Thread: Cannot use a standalone backend to VACUUM in "postgres""

Cannot use a standalone backend to VACUUM in "postgres""

From
Manuel Sugawara
Date:
We have a PostgreSQL 8.2.6 installation running for about six-months
now. There was a lot of log entries saying (sometimes 10 or more in
just one second):

WARNING: oldest xmin is far in the past
HINT: Close open transactions soon to avoid wraparound problems.

(actually it was in Spanish but I think that's irrelevant).

The funny thing is that there was no open transactions, even after
restarting the cluster the same message was logged. Today, the
database stopped working as expected:

ERROR: database is shut down to avoid wraparound data loss in database "postgres"
HINT: Stop the postmaster and use a standalone backend to VACUUM in "postgres"

So, the postmaster was stopped to follow the hint but even in
stand-alone mode postgres keeps saying:

WARNING:  database "postgres" must be vacuumed within 999805 transactions
HINT:  To avoid a database shutdown, execute a full-database VACUUM in "postgres".
WARNING: oldest xmin is far in the past
HINT: Close open transactions soon to avoid wraparound problems.
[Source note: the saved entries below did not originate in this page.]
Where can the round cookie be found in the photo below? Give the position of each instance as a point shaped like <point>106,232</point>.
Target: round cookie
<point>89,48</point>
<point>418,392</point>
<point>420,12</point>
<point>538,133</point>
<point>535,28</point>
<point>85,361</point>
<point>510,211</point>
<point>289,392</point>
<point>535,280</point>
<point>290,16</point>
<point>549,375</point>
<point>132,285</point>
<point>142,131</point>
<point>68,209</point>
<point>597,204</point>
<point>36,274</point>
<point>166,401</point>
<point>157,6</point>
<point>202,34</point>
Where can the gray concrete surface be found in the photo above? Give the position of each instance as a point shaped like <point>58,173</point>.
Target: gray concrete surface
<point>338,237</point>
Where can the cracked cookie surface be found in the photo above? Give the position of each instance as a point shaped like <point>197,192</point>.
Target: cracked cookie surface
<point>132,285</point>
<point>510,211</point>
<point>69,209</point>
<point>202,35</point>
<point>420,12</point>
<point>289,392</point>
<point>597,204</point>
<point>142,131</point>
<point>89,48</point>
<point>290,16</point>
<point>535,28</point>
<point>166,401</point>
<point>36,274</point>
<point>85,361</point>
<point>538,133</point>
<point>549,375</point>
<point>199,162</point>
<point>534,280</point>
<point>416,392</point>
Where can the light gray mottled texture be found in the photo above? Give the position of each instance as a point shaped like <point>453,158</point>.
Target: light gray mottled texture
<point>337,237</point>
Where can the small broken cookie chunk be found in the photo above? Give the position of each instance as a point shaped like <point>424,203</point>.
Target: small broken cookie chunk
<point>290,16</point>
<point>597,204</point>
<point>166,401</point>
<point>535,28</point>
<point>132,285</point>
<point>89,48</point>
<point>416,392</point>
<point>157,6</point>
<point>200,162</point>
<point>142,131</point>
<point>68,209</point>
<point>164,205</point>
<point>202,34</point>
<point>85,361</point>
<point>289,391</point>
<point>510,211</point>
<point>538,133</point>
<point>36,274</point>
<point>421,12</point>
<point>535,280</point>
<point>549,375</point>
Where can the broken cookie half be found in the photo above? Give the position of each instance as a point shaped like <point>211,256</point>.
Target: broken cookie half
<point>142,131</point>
Every time vacuum is run the number decreases by one but after a few
runs I still cannot access the cluster :-(. (My plan was to take a
pg_dumpall and then re-init the cluster.)

Attached is the output of:

  SELECT relname, age(relfrozenxid) FROM pg_class WHERE relkind = 'r';
  SELECT datname, age(datfrozenxid) FROM pg_database;

pg_controldata says:

pg_control version number:            822
Catalog version number:               200611241
Database system identifier:           5040396405114363383
Database cluster state:               in production
pg_control last modified:             Mon 07 Apr 2008 09:22:19 PM CDT
Current log file ID:                  33
Next log file segment:                91
Latest checkpoint location:           21/5A8EC824
Prior checkpoint location:            21/5A8C8CDC
Latest checkpoint's REDO location:    21/5A8EC824
Latest checkpoint's UNDO location:    0/0
Latest checkpoint's TimeLineID:       1
Latest checkpoint's NextXID:          0/2280224912
Latest checkpoint's NextOID:          103405
Latest checkpoint's NextMultiXactId:  64513935
Latest checkpoint's NextMultiOffset:  154155767
Time of latest checkpoint:            Mon 07 Apr 2008 09:20:54 PM CDT
Minimum recovery ending location:     0/0
Maximum data alignment:               4
Database block size:                  8192
Blocks per segment of large relation: 131072
WAL block size:                       8192
Bytes per WAL segment:                16777216
Maximum length of identifiers:        64
Maximum columns in an index:          32
Date/time type storage:               floating-point numbers
Maximum length of locale name:        128
LC_COLLATE:                           es_MX.ISO-8859-1
LC_CTYPE:                             es_MX.ISO-8859-1

Please let me know if there is more information needed.

Regards,
Manuel.


Attachment

Re: Cannot use a standalone backend to VACUUM in "postgres""

From
Alvaro Herrera
Date:
Manuel Sugawara wrote:

Hi Manuel,

> The funny thing is that there was no open transactions, even after
> restarting the cluster the same message was logged. Today, the
> database stopped working as expected:
>
> ERROR: database is shut down to avoid wraparound data loss in database "postgres"
> HINT: Stop the postmaster and use a standalone backend to VACUUM in "postgres"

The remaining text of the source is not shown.